Teach Elementary School, a San Luis Obispo school for academically accelerated fourth-to-sixth grade students, will move to a new campus by the start of the 2014-15 school year.
San Luis Coastal Unified School District trustees voted unanimously Tuesday night to support a recommendation made by Superintendent Eric Prater to move the school to the old Pacheco school site on Grand Avenue.
Teach Elementary has been sharing a campus with Bishops’ Peak Elementary on the northwest side of the city, but the space has become crowded as the schools have grown.
Trustees also voted in support of Prater’s recommendation to provide enrichment curriculum for advanced learners districtwide and to provide one-on-one technology devices, such as netbooks or tablets, to students in third through sixth grades at all schools.
“The program piece is the most important piece of what we are doing tonight,” said school board member Chris Ungar, who said he has been long concerned about meeting the needs of district students who have not been identified as gifted or accelerated learners.
The decision to move Teach Elementary concludes a tumultuous 10-month process that began in February when the district considered closing Teach Elementary in part because of capacity limits at its existing campus.
A committee, named the Accelerated Learning Committee, was appointed by Prater to find solutions to the space shortage after parents and community members expressed outrage at the possibility of closing the school.
The recommendations approved by the school board Tuesday mirror the recommendations made by that 18-member committee. It will cost the district $200,000 annually to operate the new school site, plus $160,000 in improvements to get the campus ready for students in the fall. The cost of providing one-on-one technology to student in third through sixth grades is still unknown.
A large portion of the Grand Avenue school site, just south of the Cal Poly campus, is leased to the SLO Classical Academy through 2018. However, parts of the campus that the academy has been using, including a multipurpose room, are not on a longterm lease.

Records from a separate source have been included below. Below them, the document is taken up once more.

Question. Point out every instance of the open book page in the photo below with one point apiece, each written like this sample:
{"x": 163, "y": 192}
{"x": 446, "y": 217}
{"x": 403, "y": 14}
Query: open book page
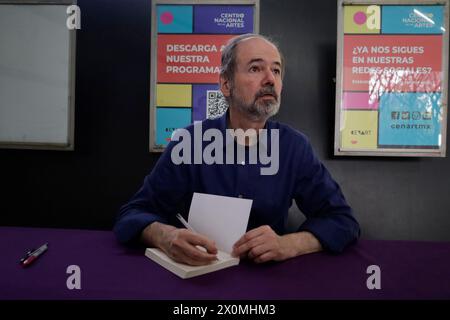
{"x": 185, "y": 271}
{"x": 222, "y": 219}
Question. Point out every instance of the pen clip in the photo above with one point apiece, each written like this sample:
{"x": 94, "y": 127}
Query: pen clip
{"x": 184, "y": 222}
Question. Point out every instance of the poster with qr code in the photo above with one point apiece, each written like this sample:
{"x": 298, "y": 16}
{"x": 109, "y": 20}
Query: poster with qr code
{"x": 392, "y": 78}
{"x": 216, "y": 104}
{"x": 187, "y": 37}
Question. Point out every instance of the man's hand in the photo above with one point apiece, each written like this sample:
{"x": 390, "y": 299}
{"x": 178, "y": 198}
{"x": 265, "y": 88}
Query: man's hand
{"x": 263, "y": 244}
{"x": 180, "y": 244}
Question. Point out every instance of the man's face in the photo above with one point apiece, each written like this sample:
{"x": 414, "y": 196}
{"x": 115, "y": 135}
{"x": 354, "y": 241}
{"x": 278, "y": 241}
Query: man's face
{"x": 256, "y": 87}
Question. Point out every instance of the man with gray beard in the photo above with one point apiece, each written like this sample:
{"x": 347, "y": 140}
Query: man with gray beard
{"x": 251, "y": 81}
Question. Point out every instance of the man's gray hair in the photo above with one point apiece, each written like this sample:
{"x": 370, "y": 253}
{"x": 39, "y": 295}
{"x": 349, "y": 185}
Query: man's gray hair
{"x": 228, "y": 62}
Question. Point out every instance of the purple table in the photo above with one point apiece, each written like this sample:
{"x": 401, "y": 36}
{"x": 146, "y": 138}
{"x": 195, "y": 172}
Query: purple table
{"x": 409, "y": 270}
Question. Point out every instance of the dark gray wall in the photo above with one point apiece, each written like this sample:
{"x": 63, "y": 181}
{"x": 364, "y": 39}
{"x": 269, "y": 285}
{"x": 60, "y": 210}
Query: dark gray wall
{"x": 394, "y": 198}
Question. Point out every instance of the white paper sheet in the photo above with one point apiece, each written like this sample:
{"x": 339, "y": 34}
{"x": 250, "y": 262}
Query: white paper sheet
{"x": 222, "y": 219}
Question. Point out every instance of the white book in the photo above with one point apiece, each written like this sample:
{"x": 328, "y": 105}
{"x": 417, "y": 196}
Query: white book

The district plans to take back some of those areas.
“This is not ideal for us in several ways,” said Susie Theule, executive director of the SLO Classical Academy. “But we are willing to work with the district.”
Theule told the school board Tuesday night that she is concerned with the increased liability resulting from two schools sharing the same site. She said she was also concerned with security issues posed by adding students to the campus who would be in a different program. The private SLO Classical Academy has 300 students enrolled. Teach Elementary will bring more than 100 additional students to the campus.

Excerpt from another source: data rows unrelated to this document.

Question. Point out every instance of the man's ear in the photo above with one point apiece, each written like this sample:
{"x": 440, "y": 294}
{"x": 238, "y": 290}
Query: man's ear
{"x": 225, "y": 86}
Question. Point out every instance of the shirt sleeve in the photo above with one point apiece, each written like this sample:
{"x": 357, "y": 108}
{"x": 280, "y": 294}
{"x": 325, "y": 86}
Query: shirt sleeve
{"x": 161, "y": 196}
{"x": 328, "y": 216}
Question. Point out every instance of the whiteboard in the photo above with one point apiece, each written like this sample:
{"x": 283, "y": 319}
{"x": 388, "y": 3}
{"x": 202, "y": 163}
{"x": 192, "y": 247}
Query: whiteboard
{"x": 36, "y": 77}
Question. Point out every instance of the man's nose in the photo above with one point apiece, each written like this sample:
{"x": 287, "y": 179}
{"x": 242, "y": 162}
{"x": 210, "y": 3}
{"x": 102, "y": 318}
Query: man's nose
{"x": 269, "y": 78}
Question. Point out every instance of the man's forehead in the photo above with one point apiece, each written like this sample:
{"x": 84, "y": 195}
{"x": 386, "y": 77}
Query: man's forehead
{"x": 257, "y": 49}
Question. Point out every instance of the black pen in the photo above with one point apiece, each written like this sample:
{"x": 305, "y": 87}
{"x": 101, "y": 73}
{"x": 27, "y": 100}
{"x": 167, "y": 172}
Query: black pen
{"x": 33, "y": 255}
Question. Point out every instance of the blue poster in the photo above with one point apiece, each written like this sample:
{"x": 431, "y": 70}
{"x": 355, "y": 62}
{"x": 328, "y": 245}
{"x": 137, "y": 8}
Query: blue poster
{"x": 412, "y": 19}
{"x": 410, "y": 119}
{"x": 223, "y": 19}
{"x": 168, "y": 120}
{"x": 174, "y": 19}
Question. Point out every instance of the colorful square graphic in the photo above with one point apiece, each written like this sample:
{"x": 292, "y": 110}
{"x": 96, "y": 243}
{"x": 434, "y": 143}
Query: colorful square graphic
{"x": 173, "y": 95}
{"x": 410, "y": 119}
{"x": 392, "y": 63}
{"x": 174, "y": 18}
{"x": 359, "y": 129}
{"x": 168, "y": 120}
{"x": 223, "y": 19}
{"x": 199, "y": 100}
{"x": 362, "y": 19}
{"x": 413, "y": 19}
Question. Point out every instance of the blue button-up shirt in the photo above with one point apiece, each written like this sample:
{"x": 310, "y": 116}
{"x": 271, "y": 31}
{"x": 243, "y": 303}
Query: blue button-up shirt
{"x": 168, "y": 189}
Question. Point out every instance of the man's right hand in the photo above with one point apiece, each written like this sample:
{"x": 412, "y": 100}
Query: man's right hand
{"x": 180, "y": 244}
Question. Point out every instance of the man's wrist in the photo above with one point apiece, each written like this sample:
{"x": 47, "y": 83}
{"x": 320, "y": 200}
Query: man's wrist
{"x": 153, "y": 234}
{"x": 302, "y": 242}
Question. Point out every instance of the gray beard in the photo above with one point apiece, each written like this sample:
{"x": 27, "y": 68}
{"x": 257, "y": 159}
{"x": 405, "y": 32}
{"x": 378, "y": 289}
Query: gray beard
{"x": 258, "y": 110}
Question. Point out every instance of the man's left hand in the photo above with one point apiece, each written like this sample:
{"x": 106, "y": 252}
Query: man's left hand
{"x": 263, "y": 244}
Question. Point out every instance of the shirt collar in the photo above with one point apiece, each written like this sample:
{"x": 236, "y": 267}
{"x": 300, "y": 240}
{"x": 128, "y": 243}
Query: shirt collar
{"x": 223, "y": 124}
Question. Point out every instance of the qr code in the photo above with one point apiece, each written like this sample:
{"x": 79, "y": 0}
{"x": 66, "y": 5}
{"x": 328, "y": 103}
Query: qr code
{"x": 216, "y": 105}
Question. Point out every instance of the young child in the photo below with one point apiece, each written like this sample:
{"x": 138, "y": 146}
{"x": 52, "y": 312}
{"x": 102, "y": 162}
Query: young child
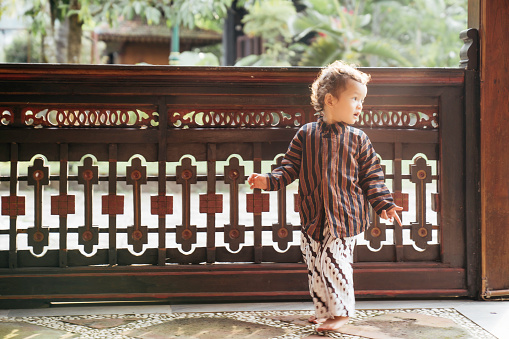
{"x": 338, "y": 170}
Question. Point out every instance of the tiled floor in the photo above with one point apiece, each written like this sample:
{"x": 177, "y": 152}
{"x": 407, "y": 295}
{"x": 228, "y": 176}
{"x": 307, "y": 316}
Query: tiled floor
{"x": 491, "y": 315}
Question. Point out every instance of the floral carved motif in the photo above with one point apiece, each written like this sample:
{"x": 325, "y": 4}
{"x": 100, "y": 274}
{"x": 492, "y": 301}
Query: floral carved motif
{"x": 84, "y": 117}
{"x": 188, "y": 118}
{"x": 6, "y": 116}
{"x": 399, "y": 118}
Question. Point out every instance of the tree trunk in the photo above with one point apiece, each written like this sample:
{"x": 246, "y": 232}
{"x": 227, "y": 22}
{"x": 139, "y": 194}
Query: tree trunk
{"x": 74, "y": 37}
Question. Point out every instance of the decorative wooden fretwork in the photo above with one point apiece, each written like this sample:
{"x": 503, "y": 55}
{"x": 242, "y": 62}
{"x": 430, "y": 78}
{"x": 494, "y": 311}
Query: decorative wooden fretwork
{"x": 136, "y": 176}
{"x": 234, "y": 234}
{"x": 420, "y": 176}
{"x": 38, "y": 176}
{"x": 377, "y": 232}
{"x": 6, "y": 116}
{"x": 161, "y": 204}
{"x": 282, "y": 232}
{"x": 88, "y": 176}
{"x": 296, "y": 202}
{"x": 371, "y": 117}
{"x": 49, "y": 116}
{"x": 62, "y": 204}
{"x": 13, "y": 205}
{"x": 195, "y": 118}
{"x": 186, "y": 233}
{"x": 211, "y": 203}
{"x": 257, "y": 202}
{"x": 112, "y": 204}
{"x": 401, "y": 199}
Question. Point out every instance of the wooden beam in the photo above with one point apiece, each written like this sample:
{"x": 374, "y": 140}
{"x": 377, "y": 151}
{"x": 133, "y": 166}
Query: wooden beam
{"x": 494, "y": 141}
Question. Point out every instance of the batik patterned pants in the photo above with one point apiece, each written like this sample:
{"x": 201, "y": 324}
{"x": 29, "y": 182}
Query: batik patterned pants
{"x": 330, "y": 274}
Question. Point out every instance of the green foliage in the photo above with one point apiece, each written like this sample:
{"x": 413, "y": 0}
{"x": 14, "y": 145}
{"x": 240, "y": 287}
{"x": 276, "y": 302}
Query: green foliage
{"x": 20, "y": 49}
{"x": 268, "y": 19}
{"x": 197, "y": 59}
{"x": 366, "y": 32}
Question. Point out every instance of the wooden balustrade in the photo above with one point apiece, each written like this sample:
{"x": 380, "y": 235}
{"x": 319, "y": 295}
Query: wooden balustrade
{"x": 124, "y": 175}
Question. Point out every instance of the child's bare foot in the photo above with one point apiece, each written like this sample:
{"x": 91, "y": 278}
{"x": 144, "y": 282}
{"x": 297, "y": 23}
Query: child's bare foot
{"x": 333, "y": 324}
{"x": 313, "y": 320}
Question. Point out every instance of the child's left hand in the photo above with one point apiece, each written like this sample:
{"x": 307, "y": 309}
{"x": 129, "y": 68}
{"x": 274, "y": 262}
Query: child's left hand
{"x": 392, "y": 214}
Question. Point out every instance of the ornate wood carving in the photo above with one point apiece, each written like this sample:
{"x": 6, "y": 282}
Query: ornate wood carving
{"x": 282, "y": 232}
{"x": 6, "y": 116}
{"x": 420, "y": 176}
{"x": 186, "y": 233}
{"x": 373, "y": 117}
{"x": 51, "y": 116}
{"x": 136, "y": 175}
{"x": 13, "y": 205}
{"x": 88, "y": 176}
{"x": 38, "y": 176}
{"x": 234, "y": 234}
{"x": 190, "y": 118}
{"x": 469, "y": 52}
{"x": 63, "y": 204}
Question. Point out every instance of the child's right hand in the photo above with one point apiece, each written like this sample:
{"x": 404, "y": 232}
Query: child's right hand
{"x": 256, "y": 180}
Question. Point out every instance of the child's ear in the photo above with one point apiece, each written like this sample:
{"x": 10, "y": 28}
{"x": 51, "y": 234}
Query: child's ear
{"x": 329, "y": 99}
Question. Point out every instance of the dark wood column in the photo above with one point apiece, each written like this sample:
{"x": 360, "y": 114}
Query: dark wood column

“I acknowledge that there will be impacts,” said Walt Millar, board president. “I don’t see this as a crowded campus situation.”

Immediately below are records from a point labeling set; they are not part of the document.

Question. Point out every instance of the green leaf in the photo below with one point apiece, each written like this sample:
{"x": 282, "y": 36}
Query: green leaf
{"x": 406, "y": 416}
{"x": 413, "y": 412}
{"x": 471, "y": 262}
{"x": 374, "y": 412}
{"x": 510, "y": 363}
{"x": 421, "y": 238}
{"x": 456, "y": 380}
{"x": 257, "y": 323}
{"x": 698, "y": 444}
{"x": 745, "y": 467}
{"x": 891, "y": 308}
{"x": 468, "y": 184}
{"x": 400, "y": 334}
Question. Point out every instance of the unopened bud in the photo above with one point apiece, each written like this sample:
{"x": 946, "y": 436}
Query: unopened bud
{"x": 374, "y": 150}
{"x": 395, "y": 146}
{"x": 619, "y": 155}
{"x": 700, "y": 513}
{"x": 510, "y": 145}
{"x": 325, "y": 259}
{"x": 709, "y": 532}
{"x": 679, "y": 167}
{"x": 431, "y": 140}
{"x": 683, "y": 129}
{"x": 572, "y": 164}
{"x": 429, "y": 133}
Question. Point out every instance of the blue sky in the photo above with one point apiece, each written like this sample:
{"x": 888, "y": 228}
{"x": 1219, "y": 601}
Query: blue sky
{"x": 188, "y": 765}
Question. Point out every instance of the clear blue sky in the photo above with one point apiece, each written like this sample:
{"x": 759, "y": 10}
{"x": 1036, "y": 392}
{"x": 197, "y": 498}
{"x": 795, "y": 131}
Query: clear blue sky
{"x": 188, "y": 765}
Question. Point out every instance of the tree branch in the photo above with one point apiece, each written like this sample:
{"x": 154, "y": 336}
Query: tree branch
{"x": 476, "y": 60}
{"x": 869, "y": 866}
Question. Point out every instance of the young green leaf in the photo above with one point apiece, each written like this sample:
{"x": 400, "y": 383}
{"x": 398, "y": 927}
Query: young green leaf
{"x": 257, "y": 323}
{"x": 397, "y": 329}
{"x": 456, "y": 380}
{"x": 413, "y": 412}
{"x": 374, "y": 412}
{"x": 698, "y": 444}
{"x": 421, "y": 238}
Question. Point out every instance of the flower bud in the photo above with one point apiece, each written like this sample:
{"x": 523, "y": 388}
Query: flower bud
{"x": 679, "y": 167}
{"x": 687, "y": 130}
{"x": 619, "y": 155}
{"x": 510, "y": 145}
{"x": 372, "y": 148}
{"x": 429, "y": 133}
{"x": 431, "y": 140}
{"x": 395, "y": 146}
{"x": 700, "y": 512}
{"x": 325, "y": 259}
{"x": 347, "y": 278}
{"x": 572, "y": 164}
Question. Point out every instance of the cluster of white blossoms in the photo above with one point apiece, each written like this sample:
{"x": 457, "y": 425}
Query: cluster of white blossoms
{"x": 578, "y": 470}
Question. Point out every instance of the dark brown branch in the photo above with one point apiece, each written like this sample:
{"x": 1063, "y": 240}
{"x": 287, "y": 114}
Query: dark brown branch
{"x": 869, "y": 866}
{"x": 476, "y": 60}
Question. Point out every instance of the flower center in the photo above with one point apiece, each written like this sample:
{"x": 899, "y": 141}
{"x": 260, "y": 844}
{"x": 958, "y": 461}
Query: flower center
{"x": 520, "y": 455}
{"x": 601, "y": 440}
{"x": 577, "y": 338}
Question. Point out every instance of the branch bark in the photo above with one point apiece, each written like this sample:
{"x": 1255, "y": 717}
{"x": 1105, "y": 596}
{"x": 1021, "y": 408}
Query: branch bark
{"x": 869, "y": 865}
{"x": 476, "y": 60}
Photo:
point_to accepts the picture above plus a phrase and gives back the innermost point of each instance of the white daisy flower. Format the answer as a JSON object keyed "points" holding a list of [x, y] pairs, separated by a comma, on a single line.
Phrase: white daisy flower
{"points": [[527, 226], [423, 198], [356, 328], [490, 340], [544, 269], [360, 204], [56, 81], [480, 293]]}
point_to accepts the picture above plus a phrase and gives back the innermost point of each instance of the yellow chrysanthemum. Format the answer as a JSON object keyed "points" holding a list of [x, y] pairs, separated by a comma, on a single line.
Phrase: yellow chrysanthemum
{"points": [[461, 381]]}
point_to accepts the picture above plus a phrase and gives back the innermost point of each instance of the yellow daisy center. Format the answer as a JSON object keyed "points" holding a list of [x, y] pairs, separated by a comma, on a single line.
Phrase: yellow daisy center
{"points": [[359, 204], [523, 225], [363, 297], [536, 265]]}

District staff said the campus is built to accommodate up to 650 students.
Moving Teach Elementary to the new campus will also dislocate several other tenants, including some charter schools, a preschool and the University of San Luis Obispo School of Law. The district is working with those tenants to relocate them to other sites in the school district.
Kylee Jacobson, director of Love To Learn Preschool, is one those tenants who will be displaced. Jacobson said she was told that she would have to vacate her spot by June.
“I hope that my school isn’t pushed off to the side,” Jacobson told the school board.